The Constitutional Tribunal recognised the possibility of introducing solutions which, due to a difficult budget situation of the state, would ultimately result in the worsening of the legal situation of civil servants. However, such solutions need to balanced. The advantages in the realm of public finance and the improved effectiveness of the functioning of public administration must be balanced out by the reduction in previous guarantees of security of employment in the case of civil servants. By contrast, in the case under examination, the legislator adopted the burdensome mechanism of permanent layoffs of civil servants, based on the criteria which did not become the object of regulation in the context of the challenged Act, not even to a minimal extent.

In the opinion of the Constitutional Tribunal, excessive freedom with regard to specifying the criteria for projected layoffs stems from the lack of clear resolution as to whether the fundamental problem of government administration is currently the excessive number of civil servants and the related need for reduction of employment, or whether it is the issue of improper allocation of civil servants within the administration.

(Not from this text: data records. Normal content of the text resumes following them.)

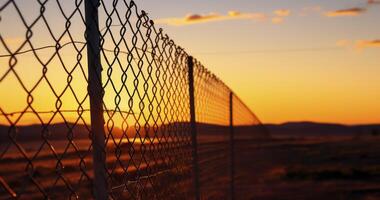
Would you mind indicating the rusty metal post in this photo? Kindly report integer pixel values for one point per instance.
(96, 93)
(232, 150)
(190, 64)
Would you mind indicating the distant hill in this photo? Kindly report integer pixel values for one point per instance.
(61, 130)
(54, 132)
(312, 128)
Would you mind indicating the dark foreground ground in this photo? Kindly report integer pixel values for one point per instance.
(319, 167)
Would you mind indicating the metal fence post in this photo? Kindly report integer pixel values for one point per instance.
(96, 92)
(232, 150)
(190, 64)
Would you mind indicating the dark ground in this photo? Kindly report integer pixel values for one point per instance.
(323, 167)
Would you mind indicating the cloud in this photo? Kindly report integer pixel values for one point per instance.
(346, 12)
(358, 44)
(282, 12)
(310, 10)
(343, 43)
(277, 20)
(363, 44)
(211, 17)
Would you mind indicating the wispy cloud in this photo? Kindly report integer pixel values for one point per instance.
(346, 12)
(277, 20)
(343, 43)
(279, 15)
(211, 17)
(363, 44)
(358, 44)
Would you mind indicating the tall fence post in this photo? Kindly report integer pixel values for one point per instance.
(190, 64)
(232, 150)
(96, 93)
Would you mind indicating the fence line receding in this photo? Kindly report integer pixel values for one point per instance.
(163, 126)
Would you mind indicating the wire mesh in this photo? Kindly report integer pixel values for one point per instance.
(47, 96)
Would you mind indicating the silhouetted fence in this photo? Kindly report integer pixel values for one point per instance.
(95, 102)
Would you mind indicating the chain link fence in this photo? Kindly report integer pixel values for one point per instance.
(95, 102)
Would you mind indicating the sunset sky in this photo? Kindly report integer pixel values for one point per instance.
(290, 60)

Also, the Tribunal stressed that the solutions adopted in the Act on optimising employment levels did not guarantee the achievement of the goals set therein. Indeed, there were no solutions which could prevent a possible return to the high levels of employment from before the optimisation, or prevent the lack of a rise in employment in public administration after the Act would cease to be binding.

The Constitutional Tribunal also made reference to the circumstances of adjudication in the case under examination, already after the planned date of entry into force of the Act on optimising employment levels (1 February 2011). The Constitutional Tribunal stated that optimising employment levels was currently impossible without the legislator's intervention. This is related to the lapse of the periods, during which certain obligations provided for in the challenged Act were to be fulfilled. The statutory norms which specify those obligations became unfeasible. The Constitutional Tribunal is not competent to rectify the defects of the Act under examination which arise from the adopted legislative technique by the legislator.

The hearing was presided over by the President of the Constitutional Tribunal, Judge Andrzej Rzepliński, and the Judge Rapporteur was Judge Marek Zubik.

The judgment is final and its operative part shall be published in the Official Gazette of the Republic of Poland - Monitor Polski.